だが、ヴィネアにとっては初めて会う他国の王。

緊張せずにはいられなかったが、

なんとか心を落ち着かせ、クライエル王の待つ部屋の手前で深呼吸する。

そして、同伴しているポレロットに導かれるように、

部屋に入っていく。

部屋に入って礼をするヴィネア。

すると


「ああ、あなたがセイヴローズのヴィネア女王ですね、お会いできて光栄だ!!」


という優しげな男の声が聞こえた。

ヴィネアが礼を終えると、目の前の男は急いで返礼をし、

窓際からヴィネアの方へと近寄ってくる。


「私がクライエル・イルフィセス...いや、王としての名はクライエル・ディノ・グラスディーンです、以後お見知り置きを!」


クライエル王は色白の痩せた男で、身長はヴィネアよりは高いが長身というわけでもない。

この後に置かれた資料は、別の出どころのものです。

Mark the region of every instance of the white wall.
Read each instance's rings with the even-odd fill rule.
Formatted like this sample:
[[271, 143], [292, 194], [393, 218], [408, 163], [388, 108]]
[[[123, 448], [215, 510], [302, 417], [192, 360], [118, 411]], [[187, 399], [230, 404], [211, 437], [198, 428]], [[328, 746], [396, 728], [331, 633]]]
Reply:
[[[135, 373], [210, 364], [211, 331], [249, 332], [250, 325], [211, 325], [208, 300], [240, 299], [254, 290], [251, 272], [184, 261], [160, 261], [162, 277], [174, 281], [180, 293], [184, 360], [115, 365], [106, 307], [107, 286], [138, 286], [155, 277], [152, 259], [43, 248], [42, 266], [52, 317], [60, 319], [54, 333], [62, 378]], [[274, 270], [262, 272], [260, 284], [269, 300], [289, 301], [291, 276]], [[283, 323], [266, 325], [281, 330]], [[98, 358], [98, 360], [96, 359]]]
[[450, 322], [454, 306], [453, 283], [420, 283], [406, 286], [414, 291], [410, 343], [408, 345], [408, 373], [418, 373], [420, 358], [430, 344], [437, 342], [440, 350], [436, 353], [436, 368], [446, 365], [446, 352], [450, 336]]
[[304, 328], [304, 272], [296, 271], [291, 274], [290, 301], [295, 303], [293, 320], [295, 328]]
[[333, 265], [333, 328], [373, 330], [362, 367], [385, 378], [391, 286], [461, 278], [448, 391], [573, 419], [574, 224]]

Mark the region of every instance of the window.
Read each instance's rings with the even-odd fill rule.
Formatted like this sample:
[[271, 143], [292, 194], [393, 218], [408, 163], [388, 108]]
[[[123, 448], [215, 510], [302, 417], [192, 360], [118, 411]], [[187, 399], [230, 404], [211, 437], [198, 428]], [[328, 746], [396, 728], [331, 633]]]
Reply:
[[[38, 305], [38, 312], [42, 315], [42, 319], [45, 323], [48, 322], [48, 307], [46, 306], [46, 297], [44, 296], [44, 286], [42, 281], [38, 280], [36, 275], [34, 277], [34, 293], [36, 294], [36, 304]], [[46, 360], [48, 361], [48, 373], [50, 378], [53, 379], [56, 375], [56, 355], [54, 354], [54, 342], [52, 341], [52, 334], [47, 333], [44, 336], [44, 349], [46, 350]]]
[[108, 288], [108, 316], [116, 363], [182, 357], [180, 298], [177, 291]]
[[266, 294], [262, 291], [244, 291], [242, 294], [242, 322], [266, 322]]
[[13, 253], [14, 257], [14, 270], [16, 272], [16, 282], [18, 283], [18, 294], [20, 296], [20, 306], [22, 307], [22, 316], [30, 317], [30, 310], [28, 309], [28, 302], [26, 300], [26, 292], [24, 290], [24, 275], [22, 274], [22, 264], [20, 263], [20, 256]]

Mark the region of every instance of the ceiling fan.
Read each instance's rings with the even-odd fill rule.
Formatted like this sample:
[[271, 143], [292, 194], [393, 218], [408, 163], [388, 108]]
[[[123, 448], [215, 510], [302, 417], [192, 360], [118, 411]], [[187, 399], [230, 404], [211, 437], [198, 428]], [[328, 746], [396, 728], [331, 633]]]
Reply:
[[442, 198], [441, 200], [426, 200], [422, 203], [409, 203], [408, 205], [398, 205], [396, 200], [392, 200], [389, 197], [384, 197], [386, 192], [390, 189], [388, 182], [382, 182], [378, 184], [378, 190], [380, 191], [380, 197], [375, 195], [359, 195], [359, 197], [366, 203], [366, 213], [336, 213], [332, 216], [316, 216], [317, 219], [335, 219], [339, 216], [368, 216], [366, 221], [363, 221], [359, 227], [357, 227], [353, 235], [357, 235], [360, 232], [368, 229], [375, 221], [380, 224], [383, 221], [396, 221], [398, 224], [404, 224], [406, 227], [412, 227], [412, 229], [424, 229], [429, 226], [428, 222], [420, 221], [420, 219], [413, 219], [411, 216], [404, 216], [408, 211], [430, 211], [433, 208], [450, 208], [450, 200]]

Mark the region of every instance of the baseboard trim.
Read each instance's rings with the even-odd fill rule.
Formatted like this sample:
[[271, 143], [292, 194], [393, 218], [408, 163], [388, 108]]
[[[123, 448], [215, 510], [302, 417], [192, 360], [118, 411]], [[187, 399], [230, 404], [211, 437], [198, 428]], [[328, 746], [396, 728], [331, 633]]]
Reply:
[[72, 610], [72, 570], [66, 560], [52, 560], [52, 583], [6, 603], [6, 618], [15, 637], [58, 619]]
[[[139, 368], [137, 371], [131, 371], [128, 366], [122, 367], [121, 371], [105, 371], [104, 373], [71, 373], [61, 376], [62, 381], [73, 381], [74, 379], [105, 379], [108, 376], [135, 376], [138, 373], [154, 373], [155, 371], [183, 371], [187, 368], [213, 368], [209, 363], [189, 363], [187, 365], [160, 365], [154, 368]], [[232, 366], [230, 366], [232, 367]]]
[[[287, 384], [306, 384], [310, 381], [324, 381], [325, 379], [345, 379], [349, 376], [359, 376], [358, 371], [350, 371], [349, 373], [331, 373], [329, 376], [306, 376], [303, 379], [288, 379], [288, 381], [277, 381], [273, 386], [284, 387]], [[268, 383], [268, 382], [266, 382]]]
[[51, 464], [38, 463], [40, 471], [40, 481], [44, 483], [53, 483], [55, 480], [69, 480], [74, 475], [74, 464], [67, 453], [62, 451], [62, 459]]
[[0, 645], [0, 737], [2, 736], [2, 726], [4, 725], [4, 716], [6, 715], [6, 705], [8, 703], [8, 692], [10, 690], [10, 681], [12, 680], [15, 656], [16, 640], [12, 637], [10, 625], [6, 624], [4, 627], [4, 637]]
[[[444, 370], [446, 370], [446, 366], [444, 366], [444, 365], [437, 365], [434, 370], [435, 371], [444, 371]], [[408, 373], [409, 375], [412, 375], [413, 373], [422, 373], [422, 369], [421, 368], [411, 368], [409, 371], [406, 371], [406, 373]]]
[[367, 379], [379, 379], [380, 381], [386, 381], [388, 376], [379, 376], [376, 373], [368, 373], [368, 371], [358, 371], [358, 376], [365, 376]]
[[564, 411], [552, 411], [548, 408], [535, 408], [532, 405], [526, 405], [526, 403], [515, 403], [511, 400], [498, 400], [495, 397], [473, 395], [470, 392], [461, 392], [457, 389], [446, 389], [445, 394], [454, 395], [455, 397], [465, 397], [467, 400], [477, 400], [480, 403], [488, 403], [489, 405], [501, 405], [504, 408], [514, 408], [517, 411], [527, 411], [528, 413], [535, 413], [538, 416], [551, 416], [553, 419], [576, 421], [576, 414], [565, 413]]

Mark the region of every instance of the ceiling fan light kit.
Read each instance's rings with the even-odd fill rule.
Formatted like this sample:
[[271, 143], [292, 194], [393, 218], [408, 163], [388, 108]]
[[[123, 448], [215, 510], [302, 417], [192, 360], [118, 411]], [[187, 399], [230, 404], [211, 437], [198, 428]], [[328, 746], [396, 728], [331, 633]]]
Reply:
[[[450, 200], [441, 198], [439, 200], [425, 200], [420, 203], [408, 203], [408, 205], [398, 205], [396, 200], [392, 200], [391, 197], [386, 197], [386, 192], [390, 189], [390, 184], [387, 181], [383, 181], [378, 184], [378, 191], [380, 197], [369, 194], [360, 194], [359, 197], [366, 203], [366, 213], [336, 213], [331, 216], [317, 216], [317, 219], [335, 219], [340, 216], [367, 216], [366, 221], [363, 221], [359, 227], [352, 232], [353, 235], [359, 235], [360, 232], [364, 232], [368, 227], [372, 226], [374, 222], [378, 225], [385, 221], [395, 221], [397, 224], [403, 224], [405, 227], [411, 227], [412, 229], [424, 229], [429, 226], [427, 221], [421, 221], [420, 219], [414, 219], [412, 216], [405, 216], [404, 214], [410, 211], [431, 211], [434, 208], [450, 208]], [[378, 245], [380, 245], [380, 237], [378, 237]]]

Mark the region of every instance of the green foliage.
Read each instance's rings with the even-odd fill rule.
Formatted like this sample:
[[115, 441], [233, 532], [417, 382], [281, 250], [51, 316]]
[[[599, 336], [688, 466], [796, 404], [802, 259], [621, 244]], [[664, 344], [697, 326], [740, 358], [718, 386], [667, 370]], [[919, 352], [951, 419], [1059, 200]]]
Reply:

頬もやや痩せこけていたが、美しい黒い短髪と、燃えるような真紅の瞳をもち、

どこか普通の人とは違う雰囲気を漂わせていた。


「こちらこそ、お会いできて光栄ですクライエル王。

この度は戴冠式へのご招待と、道中のご配慮いただきとても感謝しています」


ヴィネアは自然な笑顔で答えると、クライエル王は少しヴィネアの顔を見て照れくさそうに手を動かす。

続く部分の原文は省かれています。